We can slice cases/rows using the values in the Index and bracket subsetting notation. It’s common practice to use .loc to slice cases/rows:

planes_df.loc[0:5]
tailnum year type manufacturer model engines seats speed engine
0 N10156 2004.0 Fixed wing multi engine EMBRAER EMB-145XR 2 55 NaN Turbo-fan
1 N102UW 1998.0 Fixed wing multi engine AIRBUS INDUSTRIE A320-214 2 182 NaN Turbo-fan
2 N103US 1999.0 Fixed wing multi engine AIRBUS INDUSTRIE A320-214 2 182 NaN Turbo-fan
3 N104UW 1999.0 Fixed wing multi engine AIRBUS INDUSTRIE A320-214 2 182 NaN Turbo-fan
4 N10575 2002.0 Fixed wing multi engine EMBRAER EMB-145LR 2 55 NaN Turbo-fan
5 N105UW 1999.0 Fixed wing multi engine AIRBUS INDUSTRIE A320-214 2 182 NaN Turbo-fan

Note

Note that since this is not “indexing”, the last element is inclusive.

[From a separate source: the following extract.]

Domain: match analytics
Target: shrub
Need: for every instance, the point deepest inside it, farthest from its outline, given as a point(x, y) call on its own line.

We can also pass a list of Index values:

planes_df.loc[[0, 2, 4, 6, 8]]
tailnum year type manufacturer model engines seats speed engine
0 N10156 2004.0 Fixed wing multi engine EMBRAER EMB-145XR 2 55 NaN Turbo-fan
2 N103US 1999.0 Fixed wing multi engine AIRBUS INDUSTRIE A320-214 2 182 NaN Turbo-fan
4 N10575 2002.0 Fixed wing multi engine EMBRAER EMB-145LR 2 55 NaN Turbo-fan
6 N107US 1999.0 Fixed wing multi engine AIRBUS INDUSTRIE A320-214 2 182 NaN Turbo-fan
8 N109UW 1999.0 Fixed wing multi engine AIRBUS INDUSTRIE A320-214 2 182 NaN Turbo-fan

Filtering rows#

We can filter rows using a logical sequence equal in length to the number of rows in the DataFrame.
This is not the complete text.